Elle sortit pour lire le billet, et rentra un peu troublée. Elle n'avait pas l'aplomb et l'expérience de son âge, elle avait encore l'émotion et la candeur de la première jeunesse; Laurence était son premier, son unique amour.

Elle lui demanda un livre qu'il avait promis de lui apporter. Il l'avait oublié. Il prétendit l'avoir laissé dans la poche de sa pelisse et sortit comme pour le chercher dans l'antichambre; mais il sortit de la maison, s'élança à pied à travers la neige et la nuit, et courut chez lui chercher le livre. Nous l'entendîmes sortir.

—Nous sommes seuls, me dit madame de Valdère; parlez vite.

Je lui racontai tout ce qui s'était passé dans la journée.
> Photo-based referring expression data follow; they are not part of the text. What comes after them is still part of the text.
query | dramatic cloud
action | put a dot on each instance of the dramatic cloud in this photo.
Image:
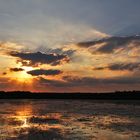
(70, 81)
(111, 44)
(37, 58)
(16, 69)
(121, 66)
(44, 72)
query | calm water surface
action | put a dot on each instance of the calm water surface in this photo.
(68, 120)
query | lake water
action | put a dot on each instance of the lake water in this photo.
(69, 120)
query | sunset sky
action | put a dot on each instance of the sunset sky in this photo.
(69, 45)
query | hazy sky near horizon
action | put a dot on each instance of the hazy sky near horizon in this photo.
(45, 43)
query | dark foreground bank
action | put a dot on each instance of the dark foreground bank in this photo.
(126, 95)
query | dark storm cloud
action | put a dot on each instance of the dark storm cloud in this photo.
(44, 72)
(16, 69)
(62, 52)
(40, 58)
(110, 44)
(121, 66)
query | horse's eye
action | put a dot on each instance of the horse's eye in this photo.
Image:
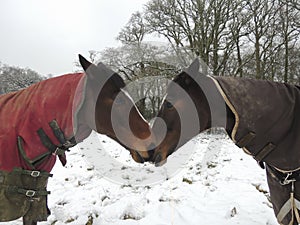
(119, 101)
(169, 105)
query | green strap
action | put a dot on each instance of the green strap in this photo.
(29, 193)
(57, 132)
(32, 173)
(31, 163)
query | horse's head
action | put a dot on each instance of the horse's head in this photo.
(109, 110)
(185, 112)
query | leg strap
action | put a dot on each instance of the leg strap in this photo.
(292, 205)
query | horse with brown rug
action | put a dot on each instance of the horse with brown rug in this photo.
(41, 122)
(262, 117)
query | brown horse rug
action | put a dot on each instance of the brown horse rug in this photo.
(267, 126)
(35, 128)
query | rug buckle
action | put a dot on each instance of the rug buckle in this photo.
(30, 193)
(287, 180)
(35, 173)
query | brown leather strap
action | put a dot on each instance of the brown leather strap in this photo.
(262, 154)
(245, 140)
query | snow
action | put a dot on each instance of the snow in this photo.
(218, 184)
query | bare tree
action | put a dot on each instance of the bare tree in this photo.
(15, 78)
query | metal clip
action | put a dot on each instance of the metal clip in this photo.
(35, 173)
(287, 180)
(30, 193)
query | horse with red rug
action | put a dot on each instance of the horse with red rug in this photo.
(41, 123)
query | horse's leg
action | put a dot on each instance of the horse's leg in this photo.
(280, 194)
(27, 221)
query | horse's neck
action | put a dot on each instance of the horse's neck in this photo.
(214, 112)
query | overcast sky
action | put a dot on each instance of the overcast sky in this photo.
(47, 35)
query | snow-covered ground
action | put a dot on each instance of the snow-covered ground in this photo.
(219, 184)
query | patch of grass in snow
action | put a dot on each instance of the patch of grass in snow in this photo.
(186, 180)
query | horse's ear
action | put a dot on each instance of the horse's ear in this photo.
(193, 69)
(84, 62)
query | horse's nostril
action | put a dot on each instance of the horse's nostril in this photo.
(157, 160)
(140, 158)
(150, 153)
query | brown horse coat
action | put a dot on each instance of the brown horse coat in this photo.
(267, 126)
(267, 121)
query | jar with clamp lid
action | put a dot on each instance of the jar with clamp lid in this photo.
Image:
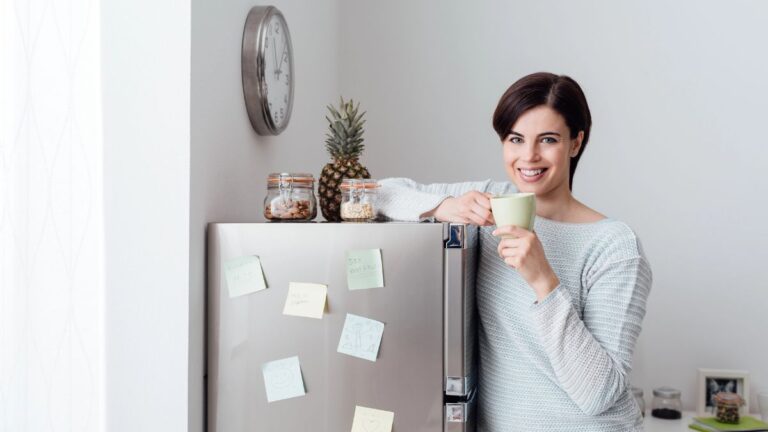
(290, 197)
(358, 199)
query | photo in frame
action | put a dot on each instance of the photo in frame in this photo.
(713, 381)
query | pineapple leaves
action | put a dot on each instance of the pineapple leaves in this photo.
(344, 140)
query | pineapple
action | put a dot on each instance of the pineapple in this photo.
(344, 142)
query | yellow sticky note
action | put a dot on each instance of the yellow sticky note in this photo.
(372, 420)
(306, 300)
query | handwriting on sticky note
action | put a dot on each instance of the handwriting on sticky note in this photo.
(282, 379)
(364, 269)
(305, 300)
(372, 420)
(244, 275)
(361, 337)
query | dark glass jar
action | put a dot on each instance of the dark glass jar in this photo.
(666, 403)
(290, 197)
(727, 407)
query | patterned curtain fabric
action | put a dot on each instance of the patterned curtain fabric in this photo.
(51, 272)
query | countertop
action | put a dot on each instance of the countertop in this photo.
(652, 424)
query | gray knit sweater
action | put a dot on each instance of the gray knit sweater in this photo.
(561, 364)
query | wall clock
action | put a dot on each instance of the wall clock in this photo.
(267, 69)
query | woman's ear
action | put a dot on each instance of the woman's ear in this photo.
(576, 147)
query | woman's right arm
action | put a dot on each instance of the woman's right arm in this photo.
(405, 200)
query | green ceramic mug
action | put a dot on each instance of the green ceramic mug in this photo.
(517, 209)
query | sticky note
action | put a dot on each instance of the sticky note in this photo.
(364, 269)
(282, 379)
(361, 337)
(244, 275)
(372, 420)
(307, 300)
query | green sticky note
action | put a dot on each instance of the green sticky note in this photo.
(364, 269)
(244, 275)
(282, 379)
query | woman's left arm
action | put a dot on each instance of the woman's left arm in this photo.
(592, 356)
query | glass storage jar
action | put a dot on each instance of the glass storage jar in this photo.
(727, 407)
(358, 199)
(638, 394)
(290, 197)
(666, 403)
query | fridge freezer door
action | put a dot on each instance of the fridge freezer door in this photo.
(460, 314)
(248, 331)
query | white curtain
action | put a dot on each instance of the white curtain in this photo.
(51, 260)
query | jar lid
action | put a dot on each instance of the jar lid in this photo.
(728, 398)
(299, 178)
(359, 184)
(667, 392)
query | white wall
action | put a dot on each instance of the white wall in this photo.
(146, 107)
(677, 92)
(229, 162)
(51, 231)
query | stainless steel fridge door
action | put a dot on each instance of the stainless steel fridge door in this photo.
(460, 309)
(460, 327)
(245, 332)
—Ainsi, me dit-elle, ils sont partis? Impéria ne le verra pas, elle ne saura pas qu'elle est encore aimée, qu'elle est riche, qu'elle peut le rendre heureux? Je ne puis accepter cela. Je ne veux pas devoir Laurence à une surprise, à un mensonge, car le silence en serait un. S'il doit aimer toujours mademoiselle de Valclos, il faut que mon destin s'accomplisse. Il en est temps encore; il ne m'a rien promis, je ne lui ai fait aucun aveu, ni donné droit sur ma vie. Je partirai, vous ferez venir ici la troupe de Bellamare, et, si cette épreuve ne me chasse pas du cœur de Laurence, je reviendrai. Dites-lui tout de suite qu'il peut les rejoindre à Rouen. Il ira, j'en suis bien sûre… Moi, je m'éloignerai jusqu'à ce que je sache mon sort. Quel qu'il soit, je le subirai avec courage et dignité.

Elle fondit en larmes. Je combattis en vain sa résolution. Pourtant, j'obtins d'elle que Laurence connaîtrait son inconnue avant d'être soumis à l'épreuve décisive. Je lui persuadai d'aller mettre de la poudre d'or et une mantille noire, afin de se montrer telle que de la chambre bleue il l'avait entrevue.